We prove the claim by induction on $k$ .

Base case: If $k = 1$ then $1 +\frac{2^1-1}{n} = 1 + \frac{1}{n}$ , so the claim is true for all positive integers $n$ .

Inductive hypothesis: Suppose that for some $m \in \mathbb{Z}^{+}$ the claim is true for $k = m$ , for all $n \in \mathbb{Z}^{+}$ .

Inductive step: Let $n$ be arbitrary and fixed. Case on the parity of $n$ :

[Case 1: $n$ is even] $1 + \frac{2^{m+1} - 1}{n} = \left( 1 + \frac{2^{m} - 1}{\frac{n}{2}} \right) \cdot \left( 1 + \frac{1}{n + 2^{m+1} - 2} \right)$

[Case 2: $n$ is odd] $1 + \frac{2^{m+1} - 1}{n} = \left( 1 + \frac{2^{m}-1}{\frac{n+1}{2}} \right) \cdot \left( 1 + \frac{1}{n} \right)$

In either case, $1 + \frac{2^{m+1} - 1}{n} = \left( 1 + \frac{2^m - 1}{c} \right) \cdot \left( 1 + \frac{1}{a_{m+1}} \right)$ for some $c, a_{m+1} \in \mathbb{Z}^+$ .

By the induction hypothesis we can choose $a_1, ..., a_m$ such that $\left( 1 + \frac{2^m - 1}{c} \right) = \prod_{i=1}^{m} (1 + \frac{1}{a_i})$ .

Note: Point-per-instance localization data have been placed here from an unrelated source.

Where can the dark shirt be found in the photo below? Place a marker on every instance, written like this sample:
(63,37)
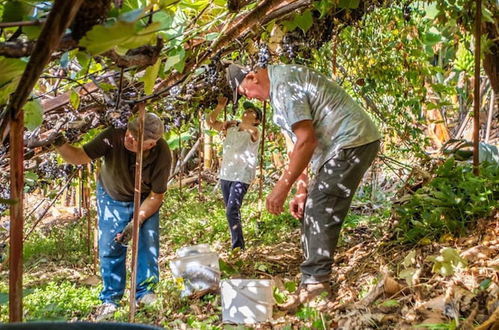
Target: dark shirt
(117,174)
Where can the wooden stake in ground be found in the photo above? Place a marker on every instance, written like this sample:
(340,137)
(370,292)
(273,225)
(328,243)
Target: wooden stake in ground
(60,17)
(136,207)
(476,103)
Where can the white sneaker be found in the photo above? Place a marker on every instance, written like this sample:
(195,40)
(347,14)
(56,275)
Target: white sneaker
(147,299)
(105,311)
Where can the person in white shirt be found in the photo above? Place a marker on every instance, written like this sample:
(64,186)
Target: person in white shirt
(239,162)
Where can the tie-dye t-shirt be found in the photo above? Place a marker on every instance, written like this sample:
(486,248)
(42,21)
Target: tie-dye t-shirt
(298,93)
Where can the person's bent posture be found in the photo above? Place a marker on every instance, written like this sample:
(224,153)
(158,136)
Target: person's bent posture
(330,130)
(239,162)
(115,194)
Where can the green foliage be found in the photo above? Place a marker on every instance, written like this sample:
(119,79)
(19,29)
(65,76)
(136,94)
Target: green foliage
(11,70)
(60,301)
(124,34)
(33,115)
(447,262)
(454,199)
(150,77)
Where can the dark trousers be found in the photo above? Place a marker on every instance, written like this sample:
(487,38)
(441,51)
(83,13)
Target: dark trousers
(328,201)
(233,192)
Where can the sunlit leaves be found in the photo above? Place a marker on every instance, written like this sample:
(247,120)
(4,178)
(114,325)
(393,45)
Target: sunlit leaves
(348,4)
(33,115)
(150,77)
(125,34)
(74,99)
(447,262)
(176,59)
(15,11)
(11,70)
(304,21)
(464,60)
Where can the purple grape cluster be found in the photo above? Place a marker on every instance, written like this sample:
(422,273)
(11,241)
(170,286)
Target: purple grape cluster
(4,194)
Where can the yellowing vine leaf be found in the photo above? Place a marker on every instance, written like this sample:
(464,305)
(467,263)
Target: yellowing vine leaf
(10,73)
(150,77)
(74,99)
(103,38)
(304,21)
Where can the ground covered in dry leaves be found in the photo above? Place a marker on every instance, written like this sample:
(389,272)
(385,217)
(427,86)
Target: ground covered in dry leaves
(377,283)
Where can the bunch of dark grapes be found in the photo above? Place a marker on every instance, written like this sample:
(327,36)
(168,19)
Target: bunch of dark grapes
(48,169)
(290,45)
(211,76)
(263,55)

Therefore, since $n$ was arbitrary, the claim is true for $k = m+1$ , for all $n$ . Our induction is complete and the claim is true for all positive integers $n$ , $k$ .

Alternative Solution

We will prove by constructing telescoping product of ratios of positive integers: $\frac{a_2}{a_1}\cdot\frac{a_3}{a_2}\cdot\frac{a_4}{a_3} \cdot \frac{a_{k+1}}{a_k} = \frac{a_{k+1}}{a_1} = \frac{\left(a_1+2^{k}-1\right)}{a_1}$ where $a_1=n$ and each fraction $\frac{a_{i+1}}{a_i}=\frac{a_{i}+\Delta_i}{a_i}$ can also be written as $\frac{m_i+1}{m_i}$ for some positive integer $m_i$ . All $\Delta_i$ will be different with $\Delta_i=2^j$ for some $0\le j \le k-1$ . As reqiured by telescoping (but not nessesarily in that order) $\sum_{i=1}^{k}{\Delta_i}=2^0+2^1+...+2^{k-1}=2^{k}-1$ .

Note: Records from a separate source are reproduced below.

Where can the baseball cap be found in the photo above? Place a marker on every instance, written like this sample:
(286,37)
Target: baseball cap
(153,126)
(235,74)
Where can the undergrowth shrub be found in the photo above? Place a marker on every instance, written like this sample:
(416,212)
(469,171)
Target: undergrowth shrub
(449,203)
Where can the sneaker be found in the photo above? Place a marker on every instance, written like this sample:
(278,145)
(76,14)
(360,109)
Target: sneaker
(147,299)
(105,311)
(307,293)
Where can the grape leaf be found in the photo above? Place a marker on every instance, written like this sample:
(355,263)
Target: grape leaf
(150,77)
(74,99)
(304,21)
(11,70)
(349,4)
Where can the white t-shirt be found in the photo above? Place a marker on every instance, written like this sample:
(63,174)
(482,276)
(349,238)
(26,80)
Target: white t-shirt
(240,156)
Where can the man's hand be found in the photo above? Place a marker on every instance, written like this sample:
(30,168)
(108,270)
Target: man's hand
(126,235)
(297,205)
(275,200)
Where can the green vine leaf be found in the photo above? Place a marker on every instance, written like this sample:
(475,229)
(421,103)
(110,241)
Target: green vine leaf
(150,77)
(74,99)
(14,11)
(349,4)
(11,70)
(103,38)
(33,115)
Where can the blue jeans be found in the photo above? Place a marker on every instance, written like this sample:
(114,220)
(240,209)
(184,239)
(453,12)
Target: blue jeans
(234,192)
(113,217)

Fractions with $\Delta_i$ of this form can be constructed in the following way. We will start buiding telescoping product by trying to construct the highest remaining required $\Delta_j$ which is $2^{k-1}$ at the beginning. If $n$ is odd use fraction $\frac{n+1}{n}$ , else you can use $\frac{\frac{n}{2}+1}{\frac{n}{2}}=\frac{n+2}{n}$ which constructs $\Delta=2$ . If ${\frac{n}{2}}$ is even we instead can use $\frac{\frac{n}{4}+1}{\frac{n}{4}}=\frac{n+2^2}{n}$ which constructs $\Delta=2^2$ etc. If finally ${\frac{n}{2^j}}$ is odd and $j<k-1$ then we use fraction $\frac{\frac{n}{2^j}+1}{\frac{n}{2^j}}=\frac{n+2^j}{n}$ that has $\Delta=2^j$ . In that case the next fraction from our telescoping series has denominator $\frac{n}{2^j}+1$ which is even so we can take $\frac{\frac{\frac{n}{2^j}+1}{2}+1}{\frac{\frac{n}{2^j}+1}{2}}=\frac{n+3\cdot 2^j}{n+2^j}$ which has $\Delta=2^{j+1}$ . That is we can use at most one step ( one fraction from the telescoping product) to increase $\Delta$ by factor of $2$ from the $\Delta$ in the previous fraction. In the worst case we will reach the highest $\Delta=2^{k-1}$ using $k$ steps ( $k$ fractions in the telescoping product). All other needed $\Delta_i=2^{i-1}$ would be already constructed by that time. In the best case $n= 2^q$ where $q \ge k-1$ and we can construct the highest needed $\Delta$ using the very 1st fraction.